House Republicans have also filed both temporary and permanent injunctions requesting that D.C put a halt to proxy voting, which has already been invoked by more than 70 Democrats. They assert that a clear and honest reading of the Constitution explicitly rejects this idea. The rule change allowing for proxy voting was passed earlier this month as part of a larger package dictating how the lower chamber operates during coronavirus. The House has also been rushed for creation of new technology to conduct these virtual businesses.
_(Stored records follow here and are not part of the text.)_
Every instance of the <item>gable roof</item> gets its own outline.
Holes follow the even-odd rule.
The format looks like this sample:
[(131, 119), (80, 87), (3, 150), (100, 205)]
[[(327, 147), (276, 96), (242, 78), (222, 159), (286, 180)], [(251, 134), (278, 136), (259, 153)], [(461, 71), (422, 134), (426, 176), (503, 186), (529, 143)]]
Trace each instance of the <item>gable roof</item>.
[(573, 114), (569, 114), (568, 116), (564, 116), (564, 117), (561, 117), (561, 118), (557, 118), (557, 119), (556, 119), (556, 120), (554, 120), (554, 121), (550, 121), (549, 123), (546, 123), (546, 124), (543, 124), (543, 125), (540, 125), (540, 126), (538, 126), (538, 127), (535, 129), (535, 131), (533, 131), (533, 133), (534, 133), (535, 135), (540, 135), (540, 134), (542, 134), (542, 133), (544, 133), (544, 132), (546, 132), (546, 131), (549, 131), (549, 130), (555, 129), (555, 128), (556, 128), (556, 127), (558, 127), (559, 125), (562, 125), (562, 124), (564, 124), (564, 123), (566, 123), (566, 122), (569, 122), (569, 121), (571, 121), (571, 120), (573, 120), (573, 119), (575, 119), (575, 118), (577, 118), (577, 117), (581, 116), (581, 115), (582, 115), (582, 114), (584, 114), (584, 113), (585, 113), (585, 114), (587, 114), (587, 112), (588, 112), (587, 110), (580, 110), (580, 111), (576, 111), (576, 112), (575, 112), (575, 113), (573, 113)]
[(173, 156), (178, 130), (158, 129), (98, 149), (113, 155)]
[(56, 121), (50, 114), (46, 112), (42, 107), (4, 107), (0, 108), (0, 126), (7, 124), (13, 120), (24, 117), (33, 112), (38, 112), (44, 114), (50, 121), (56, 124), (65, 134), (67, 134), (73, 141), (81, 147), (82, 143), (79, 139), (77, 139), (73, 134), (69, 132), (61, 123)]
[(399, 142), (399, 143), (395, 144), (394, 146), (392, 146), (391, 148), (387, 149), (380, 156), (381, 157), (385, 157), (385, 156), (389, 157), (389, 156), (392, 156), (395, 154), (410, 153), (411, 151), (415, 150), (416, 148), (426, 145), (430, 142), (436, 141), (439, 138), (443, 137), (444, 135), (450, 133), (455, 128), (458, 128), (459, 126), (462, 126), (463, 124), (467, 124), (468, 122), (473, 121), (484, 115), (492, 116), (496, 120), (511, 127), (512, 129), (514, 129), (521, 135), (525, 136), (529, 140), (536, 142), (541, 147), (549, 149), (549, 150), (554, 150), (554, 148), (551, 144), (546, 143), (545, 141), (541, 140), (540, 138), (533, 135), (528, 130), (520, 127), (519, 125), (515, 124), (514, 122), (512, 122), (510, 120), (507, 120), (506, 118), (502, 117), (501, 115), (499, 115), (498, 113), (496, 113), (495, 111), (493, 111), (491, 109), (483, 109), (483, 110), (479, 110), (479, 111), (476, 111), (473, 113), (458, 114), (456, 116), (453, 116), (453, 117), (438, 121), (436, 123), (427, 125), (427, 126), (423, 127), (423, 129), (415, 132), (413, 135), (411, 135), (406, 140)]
Considering the 1.6 billion+ cyber-attacks the House receives on an average month, widespread concern remains over the use of rapidly-developed technology, especially since less than five months ago there was the technology-induced breakdown of the Iowa Democratic caucuses.
“Those numbers can and will grow, while the number of members who cast votes in person shrinks. Ultimately, as few as 20 members could control the vote of over 220 members under this rule for the foreseeable future.” Kevin McCarthy said.
Republicans’ concerns over the House voting by proxy also mirrors the upcoming debate on what the November elections will look like this fall when millions of Americans head to the polls. House Democrats want to unify with universal “no-excuse” absentee voting offered to every voter in every state. This will make little to no time for safeguarding the integrity of the election and its voters. A clear reading of the Constitution outlines House duties that reject the idea of proxy voting. By definition, the nation’s assembly must actually assemble.